# Canadian soldier found dead on Kandahar base



## RackMaster (Mar 12, 2008)

RIP Bombardier Ouellet.

I hope this brings greater light on shortfalls in the pre-deployment psychological screening, as he was only there a couple of weeks. 



> *Canadian soldier found dead on Kandahar base*
> 
> *Soldier was from Quebec, but based in Manitoba*
> 
> ...


----------



## pardus (Mar 12, 2008)

Hmmm *IF* this is what I think it is at least one person fucked up, the Bmdr, his chain of command and/or a psych officer.

No reason/excuse for this in a fucking war zone.


----------



## RackMaster (Mar 12, 2008)

pardus762 said:


> Hmmm *IF* this is what I think it is at least one person fucked up, the Bmdr, his chain of command and/or a psych officer.
> 
> No reason/excuse for this in a fucking war zone.

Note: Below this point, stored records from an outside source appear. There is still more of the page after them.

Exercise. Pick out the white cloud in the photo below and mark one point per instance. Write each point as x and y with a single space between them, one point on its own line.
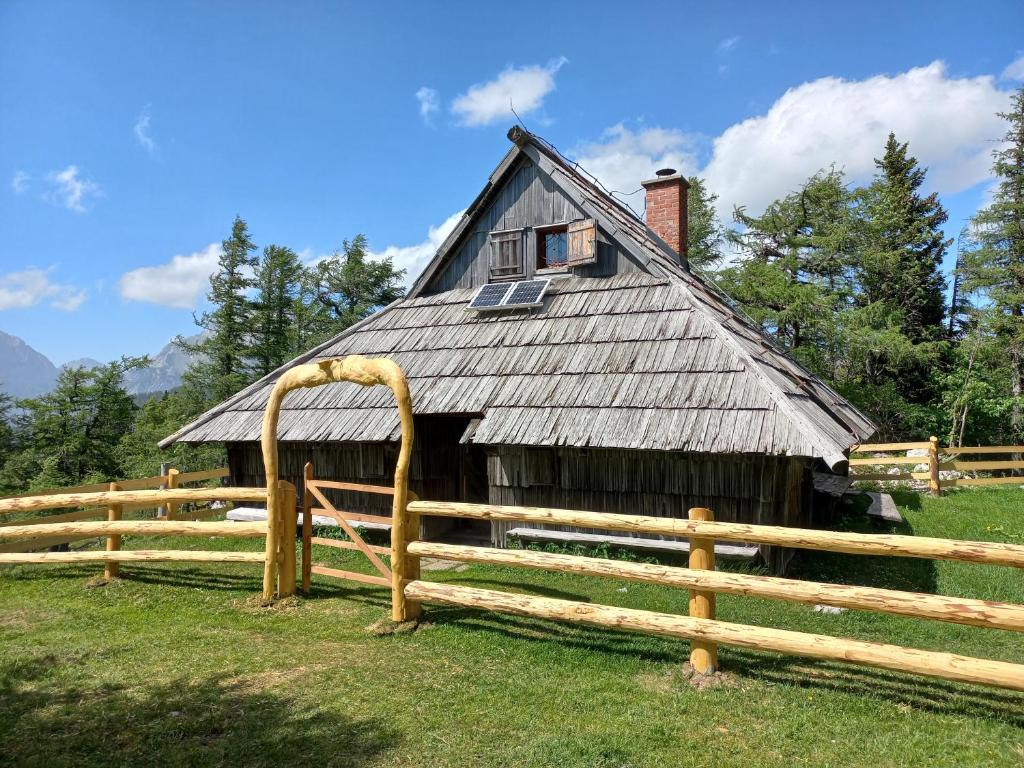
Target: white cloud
521 88
19 181
414 258
71 190
29 287
428 103
179 284
141 131
949 123
623 159
1015 70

That was my first thoughts, if you just look at his picture (which would have been taken shortly before deployment); that's a sad kid right there.  It will take a while to for the investigation to come out, I hope it doesn't find fault in the system or CoC.  But from a personal/professional view of it, there are some major 'gaps' in the system.  There are waiting lists, shortfalls and overall mistrust.  It's the troops themselves that are keeping each other safe/sane, not the system.


----------



## LibraryLady (Mar 12, 2008)

RIP Bombardier Ouellet

Prayers out to your family and brothers in arms

LL


----------